As described in the Stanford Law Review: “The fighting began . . . when a group of Dakota attacked the Redwood (Lower) Agency. . . Thirteen Americans were killed in the attack on the Agency, seven more were killed while fleeing from the settlement. . . From the outset, the Dakota also attacked other American settlements and settlers who had not yet taken shelter behind the fortifications being constructed by the citizens of the towns. Many of the settlers were reportedly unarmed and taken by surprise. In most cases, the Dakota killed the men and took the women and children prisoners.”
The Native Americans saw themselves as fighting a war to defend their land and people against the incursion and abuse they suffered at the hands of Westerners. Also, the trials of individual Native Americans for these killings were severely lacking in due process and failed to distinguish between what today would be called war crimes and killings that are regrettable but legal in the field of war. Several hundred of them were sentenced to death without having had a fair opportunity to defend themselves.
To his great credit, despite the burdens of the Civil War, Lincoln personally reviewed hundreds of conviction records and refused to sign off on the vast majority of the sentences. He eventually signed thirty-eight of the sentences once he determined that in those cases the defendants received a fair trial. Far from seeking political gain, Lincoln willingly absorbed political punishment to protect the rights of the accused Dakota Indians.
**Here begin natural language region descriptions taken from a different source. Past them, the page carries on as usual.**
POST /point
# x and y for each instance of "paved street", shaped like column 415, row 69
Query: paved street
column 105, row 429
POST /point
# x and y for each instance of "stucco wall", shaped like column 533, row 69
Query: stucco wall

When told that his actions cost him votes, he replied that he would not “hang men for votes.”
Another objection to honoring Lincoln is that under his administration land grabs and mistreatment of Native Americans continued. However, Lincoln was aware of the injustices and, while fully occupied with the Civil War, pledged to improve the treatment of Native Americans after the war. He said: “If we get through the war and I live, this Indian system will be reformed.” But, as everyone knows, he was assassinated just a few days after the Confederacy surrendered and never had the opportunity to make good on his promise.
Earlier posts have discussed the desecration of statues of George Washington, Thomas Jefferson, Benjamin Franklin, and even the University of Oregon’s Pioneer Man and Pioneer Woman. Much of this has ostensibly occurred in the name of racial justice. But it is one thing to acknowledge that none of this country’s national heroes were saints and quite another to argue that they shouldn’t be honored at all. And there is no excuse for destroying or defacing statues rather than resorting to the democratic process. If Americans can’t agree that President Lincoln is a man worthy of being honored, what will they ever be able to agree upon?